I want to echo Harley Quinn about the Success Stories board. When I was still on the bettering board and thought I had a chance, I studied that board and re-read those stories to give me hope.

As HQ says though, one of the common themes is that the pwBPD commits to treatment. People with BPD can absolutely live lives worth living and they can absolutely have fulfilling relationships. Their partners have to learn a lot, too, and the bettering board gives some great insight on what that learning process looks like. I started counseling for myself with a DBT counselor in the early days of my breakup, under the impression that my STBXwife was doing the same. When I found out she was lying, it wasn't like my DBT counseling was for "nothing." I was doing my part, and my part was making me a better human in general.
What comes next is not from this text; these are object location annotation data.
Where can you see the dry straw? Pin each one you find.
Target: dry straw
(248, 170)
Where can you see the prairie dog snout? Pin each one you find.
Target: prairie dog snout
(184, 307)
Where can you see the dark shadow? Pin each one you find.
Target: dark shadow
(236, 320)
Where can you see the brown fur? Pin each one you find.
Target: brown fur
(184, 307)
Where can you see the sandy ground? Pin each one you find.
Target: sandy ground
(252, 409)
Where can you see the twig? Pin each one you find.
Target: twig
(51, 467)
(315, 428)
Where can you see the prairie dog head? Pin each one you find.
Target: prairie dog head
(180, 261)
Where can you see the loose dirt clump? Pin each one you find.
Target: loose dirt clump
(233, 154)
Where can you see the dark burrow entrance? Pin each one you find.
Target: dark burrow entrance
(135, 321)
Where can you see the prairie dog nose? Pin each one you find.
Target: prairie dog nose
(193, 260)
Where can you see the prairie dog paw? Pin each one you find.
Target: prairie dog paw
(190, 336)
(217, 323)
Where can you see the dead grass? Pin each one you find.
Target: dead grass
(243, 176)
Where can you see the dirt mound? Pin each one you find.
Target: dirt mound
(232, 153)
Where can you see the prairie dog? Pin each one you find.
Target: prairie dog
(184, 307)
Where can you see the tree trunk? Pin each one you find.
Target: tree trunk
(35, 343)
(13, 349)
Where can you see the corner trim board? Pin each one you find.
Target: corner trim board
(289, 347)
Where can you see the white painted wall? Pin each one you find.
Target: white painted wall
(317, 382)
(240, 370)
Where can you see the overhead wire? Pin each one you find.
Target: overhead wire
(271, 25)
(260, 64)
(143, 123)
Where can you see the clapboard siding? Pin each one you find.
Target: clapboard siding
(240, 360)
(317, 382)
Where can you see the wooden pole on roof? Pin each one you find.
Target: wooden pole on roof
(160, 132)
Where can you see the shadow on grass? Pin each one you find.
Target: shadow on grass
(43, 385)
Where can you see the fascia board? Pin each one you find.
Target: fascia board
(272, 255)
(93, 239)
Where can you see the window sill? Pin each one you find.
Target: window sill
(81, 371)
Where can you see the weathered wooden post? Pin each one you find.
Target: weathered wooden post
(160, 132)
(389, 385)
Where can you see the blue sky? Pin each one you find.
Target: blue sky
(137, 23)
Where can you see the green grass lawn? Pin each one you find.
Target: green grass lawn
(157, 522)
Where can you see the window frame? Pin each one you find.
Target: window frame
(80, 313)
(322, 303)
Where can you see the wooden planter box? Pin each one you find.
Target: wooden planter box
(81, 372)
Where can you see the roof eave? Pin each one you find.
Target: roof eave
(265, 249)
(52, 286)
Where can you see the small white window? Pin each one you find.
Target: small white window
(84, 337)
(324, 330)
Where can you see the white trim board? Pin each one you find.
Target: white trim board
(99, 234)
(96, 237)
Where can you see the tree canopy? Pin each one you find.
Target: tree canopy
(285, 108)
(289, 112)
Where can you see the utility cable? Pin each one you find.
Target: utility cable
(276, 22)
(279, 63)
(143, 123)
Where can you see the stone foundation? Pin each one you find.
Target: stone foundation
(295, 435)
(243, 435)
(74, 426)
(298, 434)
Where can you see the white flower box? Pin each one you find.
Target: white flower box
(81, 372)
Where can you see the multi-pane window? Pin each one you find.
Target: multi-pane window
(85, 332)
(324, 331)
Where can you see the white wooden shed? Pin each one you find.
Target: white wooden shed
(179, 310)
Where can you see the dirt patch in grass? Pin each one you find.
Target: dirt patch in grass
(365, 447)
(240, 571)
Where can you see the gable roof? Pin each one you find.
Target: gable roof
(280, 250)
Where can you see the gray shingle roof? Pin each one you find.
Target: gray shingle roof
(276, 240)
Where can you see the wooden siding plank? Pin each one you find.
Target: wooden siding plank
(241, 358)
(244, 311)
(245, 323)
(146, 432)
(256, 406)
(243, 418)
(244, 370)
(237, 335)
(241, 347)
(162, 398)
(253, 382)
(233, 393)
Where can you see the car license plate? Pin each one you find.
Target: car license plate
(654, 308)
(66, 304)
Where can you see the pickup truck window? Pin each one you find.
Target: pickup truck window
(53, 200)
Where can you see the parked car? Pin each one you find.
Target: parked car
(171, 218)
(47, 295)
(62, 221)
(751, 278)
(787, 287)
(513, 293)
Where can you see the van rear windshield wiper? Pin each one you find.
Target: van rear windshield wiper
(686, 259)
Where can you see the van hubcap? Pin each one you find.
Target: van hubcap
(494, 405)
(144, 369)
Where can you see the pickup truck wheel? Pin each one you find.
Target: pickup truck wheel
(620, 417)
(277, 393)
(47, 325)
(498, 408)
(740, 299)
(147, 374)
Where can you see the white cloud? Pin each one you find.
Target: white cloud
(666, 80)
With that, I'd say that if you're going to hold out hope, then definitely invest in the tools you need to be in a relationship with someone w/BPD. These tools won't fail you elsewhere and will make you a better communicator in general. But, do this work for you. Even if your ex gets into treatment, there's no guarantee that they stay in, or that they're truly ready to make a change. Ultimately, it was my counseling that helped me keep my expectations of my STBXw realistic, since my therapist was in charge of the DBT group for folks w/BPD. Her experiences helped me get into my ex's head a bit while also learning how to de-escalate conflict and keep my own head about me. Ultimately, working with her was a big part of what helped me to be able to say "she's doing the best she can, but it's not enough for me right now."

Looking forward to hearing more about you and your situation either here or on the bettering board - we're ready to support either way.